A sparrow song remix took over North America with astonishing speed

A variation on the white-throated sparrow’s song spread 3,300 kilometers in just a few decades

white-throated sparrow sitting on a branch

The white-throated sparrow traditionally sings a song with a three-note ending, but across North America, these birds have recently adopted a version ending with a repeated pattern of two notes.

Scott M. Ramsay

Some North American birds are changing their tune.

The traditional song of the white-throated sparrow (Zonotrichia albicollis) ends with a repeated triplet of notes. By 2000, however, some birds in western Canada were whistling a variation ending in a two-note pattern. That new song has since spread widely across North America, researchers report online July 2 in Current Biology.

The findings fly in the face of previous hypotheses that birdsong dialects don’t change much within local regions. The rapid spread of the new song is akin to someone moving from Kentucky to Vancouver and everyone in Vancouver suddenly picking up a Kentucky accent, says Ken Otter, an avian behavioral ecologist at the University of Northern British Columbia in Prince George, Canada.

Otter and his colleagues documented the adoption of the western song at a research station in eastern Canada. In 2005, only one male out of 76 surveyed sang the doublet-ending song. In 2014, 22 percent of 101 males surveyed sang the new song.

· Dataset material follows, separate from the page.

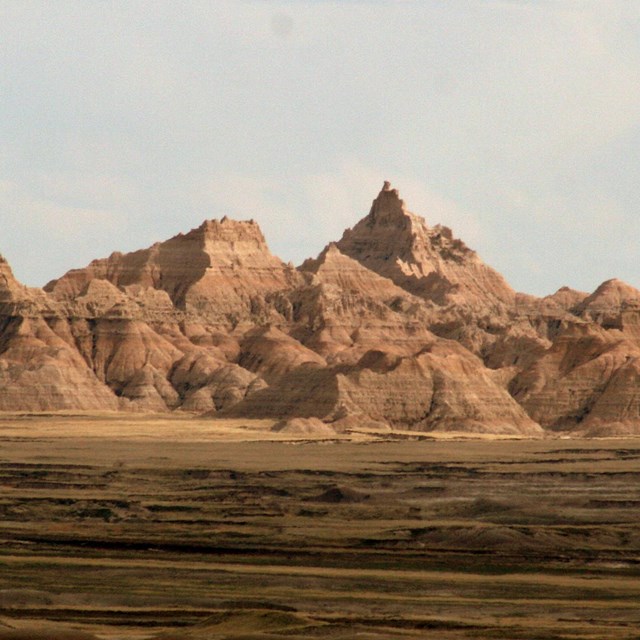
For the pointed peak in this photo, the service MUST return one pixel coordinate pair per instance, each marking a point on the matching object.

And in 2017, nearly half of 92 males recorded had adopted the variation.

“You can actually see the [transition] unfolding in real time,” says Jeff Podos, a biologist who studies animal communication at the University of Massachusetts Amherst and was not involved with the study.

The researchers confirmed the spread of the song with the double-noted ending across the continent — as far east as Quebec and Vermont — via recordings from citizen scientists.

Eastern sparrows probably picked up the new song at common wintering grounds, the researchers say (SN: 2/4/16). By tracking birds from central British Columbia with backpacklike geolocators, the team found that the birds migrated to the southern U.S. Great Plains, which overlap with known wintering grounds of birds that breed east of the Rockies.

One explanation for this shift may be a female preference for novel songs, a focus for future study, Otter says.